Description of problem: On all three controllers, the mysql process is consuming around 4000% CPU. Version-Release number of selected component (if applicable): Red Hat OpenStack Platform 13 How reproducible: Hard to reproduce outside of customer environment Steps to Reproduce: 1. Deploy overcloud with or without composable roles 2. Check CPU utilization of mysql process 3. Actual results: Very high CPU utilisation. Even after restarting galera from pcs we're seeing 400% CPU utilization. No iowait observed Expected results: Much lower CPU utilization Additional info: We have checked that Ceilometer isn't the cause by stopping Ceilometer and Panko containers. We tried increasing file descriptors
It appears that there is a large Panko query that is running longer than the connection is staying open for" File "/usr/lib/python2.7/site-packages/pymysql/connections.py", line 1033, in _read_bytes CR.CR_SERVER_LOST, "Lost connection to MySQL server during query") Should we potentially try increasing net_read_timeout from 30 to 60 seconds here?

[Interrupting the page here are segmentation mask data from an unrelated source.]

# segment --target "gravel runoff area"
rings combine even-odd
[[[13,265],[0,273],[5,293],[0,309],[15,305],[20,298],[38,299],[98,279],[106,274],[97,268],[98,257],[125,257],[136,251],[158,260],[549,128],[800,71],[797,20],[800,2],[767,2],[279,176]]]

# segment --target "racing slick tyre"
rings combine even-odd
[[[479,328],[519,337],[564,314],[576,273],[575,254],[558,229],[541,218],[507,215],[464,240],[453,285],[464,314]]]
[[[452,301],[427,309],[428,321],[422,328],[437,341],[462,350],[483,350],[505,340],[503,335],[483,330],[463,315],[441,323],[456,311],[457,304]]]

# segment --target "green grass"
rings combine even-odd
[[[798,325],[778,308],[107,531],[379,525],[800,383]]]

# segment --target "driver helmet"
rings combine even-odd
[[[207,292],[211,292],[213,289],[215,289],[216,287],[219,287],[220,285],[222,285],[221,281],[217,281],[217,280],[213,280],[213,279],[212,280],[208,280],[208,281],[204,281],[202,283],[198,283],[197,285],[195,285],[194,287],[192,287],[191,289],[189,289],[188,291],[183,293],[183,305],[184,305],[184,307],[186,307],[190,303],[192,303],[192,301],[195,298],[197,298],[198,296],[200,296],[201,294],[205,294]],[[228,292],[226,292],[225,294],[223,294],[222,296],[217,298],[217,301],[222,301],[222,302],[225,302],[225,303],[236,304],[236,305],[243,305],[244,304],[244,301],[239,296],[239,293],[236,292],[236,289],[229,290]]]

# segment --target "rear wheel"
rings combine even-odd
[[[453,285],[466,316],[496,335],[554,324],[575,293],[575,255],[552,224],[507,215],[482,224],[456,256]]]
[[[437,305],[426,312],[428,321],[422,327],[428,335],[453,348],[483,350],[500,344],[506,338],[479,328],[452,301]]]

Right, so the problem here is: There is a cron job for panko-expirer in the panko_api container, under /var/spool/cron/panko that looks like this: # HEADER: This file was autogenerated at 2019-05-20 03:43:36 +0000 by puppet. # HEADER: While it can still be managed manually, it is definitely not recommended. # HEADER: Note particularly that the comments starting with 'Puppet Name' should # HEADER: not be deleted, as doing so could cause duplicate cron jobs. # Puppet Name: panko-expirer PATH=/bin:/usr/bin:/usr/sbin SHELL=/bin/sh 1 0 * * * panko-expirer But no crond running: ()[root@overcloud-controller-0 /]# ps -ef | grep cron root 11598 11552 0 03:39 ? 00:00:00 grep --color=auto cron Other containers do the same thing, but they all have accompanying cron containers: [root@overcloud-controller-0 etc]# docker ps --filter name=_cron --format "{{.Names}}" heat_api_cron cinder_api_cron logrotate_crond nova_api_cron keystone_cron So the problem here is that we aren't deploying a panko_api_cron container, therefore we never run panko-expirer and the panko events just continue to fill up.

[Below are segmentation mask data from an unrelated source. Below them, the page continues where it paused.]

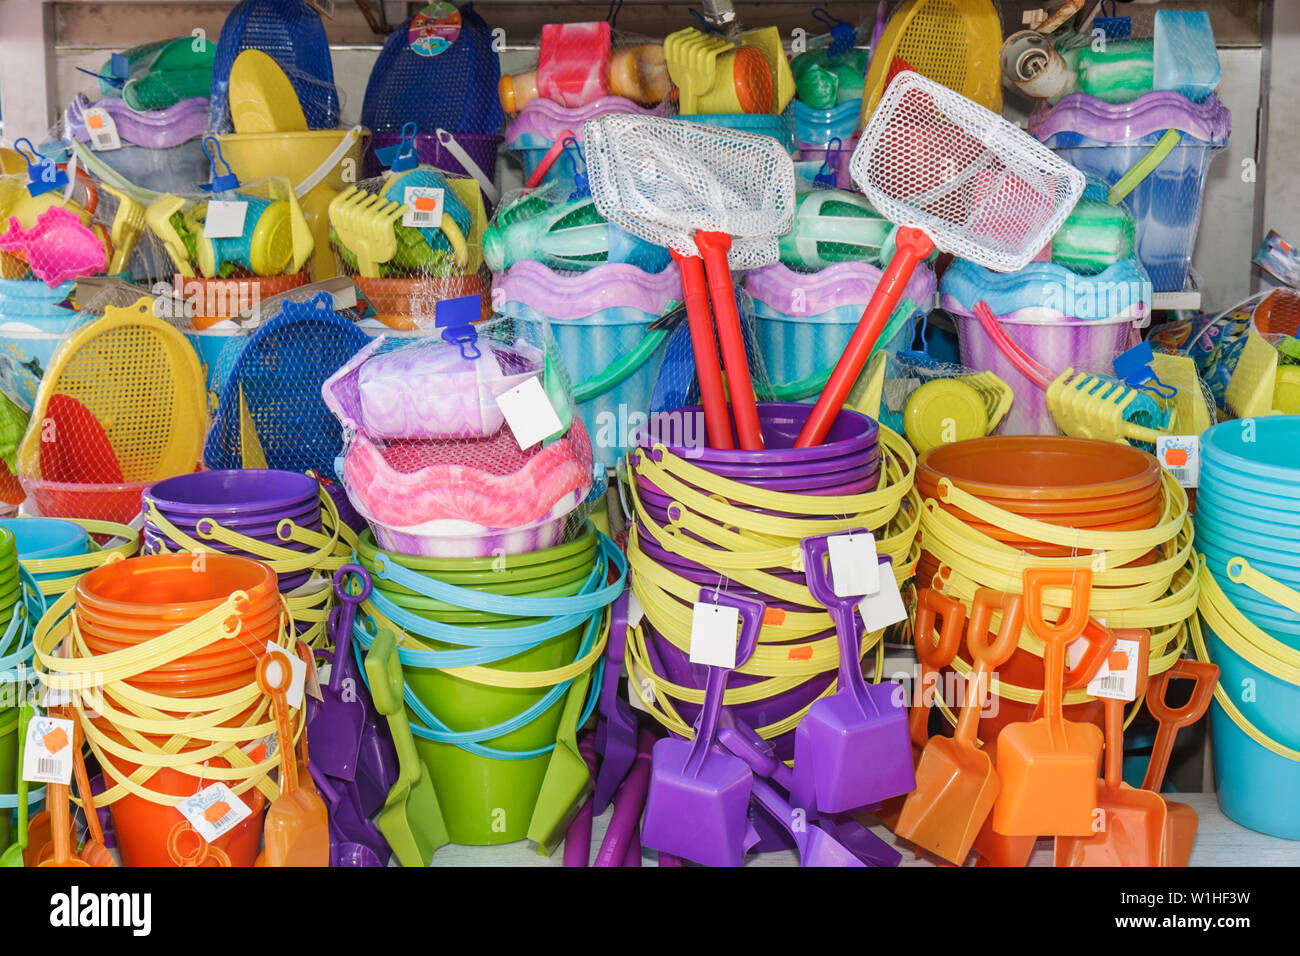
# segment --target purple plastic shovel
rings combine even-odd
[[[330,866],[384,866],[392,850],[379,828],[362,815],[354,785],[331,781],[315,764],[307,770],[329,810]]]
[[[791,794],[796,804],[815,806],[821,814],[853,810],[916,787],[903,695],[897,684],[868,684],[862,677],[857,607],[865,595],[835,593],[829,537],[804,538],[802,549],[808,590],[835,623],[839,689],[814,703],[795,730]],[[880,566],[882,577],[892,573],[888,557],[880,558]]]
[[[712,588],[700,589],[700,602],[740,612],[736,667],[742,666],[758,646],[765,605]],[[655,744],[641,823],[646,846],[705,866],[740,866],[758,840],[748,816],[753,771],[714,747],[730,673],[730,668],[708,667],[694,740],[670,737]]]
[[[583,734],[578,741],[578,753],[587,762],[587,770],[592,776],[596,774],[596,742],[594,734]],[[588,797],[578,808],[578,815],[569,824],[564,834],[564,865],[586,866],[591,860],[591,818],[592,797]]]
[[[351,593],[348,586],[350,574],[355,574],[361,582],[356,594]],[[366,705],[355,683],[345,692],[348,685],[343,683],[344,668],[338,665],[352,649],[352,624],[357,617],[357,605],[370,596],[370,575],[358,564],[344,565],[334,573],[334,594],[339,600],[329,616],[329,632],[334,639],[334,666],[330,668],[329,683],[321,687],[322,700],[316,705],[307,725],[307,740],[312,761],[321,772],[351,783],[357,777],[361,737],[366,727]]]
[[[654,743],[655,735],[648,729],[642,729],[637,735],[632,769],[614,797],[614,815],[610,817],[605,839],[600,841],[600,849],[596,851],[596,866],[622,866],[628,848],[634,842],[638,844],[637,852],[640,853],[637,823],[645,808],[646,790],[650,785],[650,752]]]
[[[632,769],[636,759],[636,714],[632,705],[618,694],[623,675],[623,655],[627,646],[627,607],[631,595],[625,590],[614,601],[609,623],[609,643],[605,648],[605,673],[600,685],[600,720],[596,724],[596,752],[600,754],[600,771],[592,796],[592,812],[601,814],[609,806],[618,785]]]
[[[794,839],[800,866],[866,866],[817,824],[797,817],[789,801],[762,777],[754,778],[754,800]]]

In order to verify: After fixed - need to enter controller & find panko_api_cron container. See that it's healthy & running. Also need to see the cron job: sudo docker exec -ti panko_api_cron ps -elf
According to our records, this should be resolved by openstack-tripleo-heat-templates-8.3.1-54.el7ost. This build is available now.
openstack-tripleo-heat-templates-8.3.1-55 is not in the latest puddle of OSP13 (2019-06-28.1), failing QA: (undercloud) [stack@undercloud-0 ~]$ rpm -qa | grep tripleo-heat openstack-tripleo-heat-templates-8.3.1-54.el7ost.noarch
According to our records, this should be resolved by openstack-tripleo-heat-templates-8.3.1-79.el7ost. This build is available now.
Tested according to description in comment #35.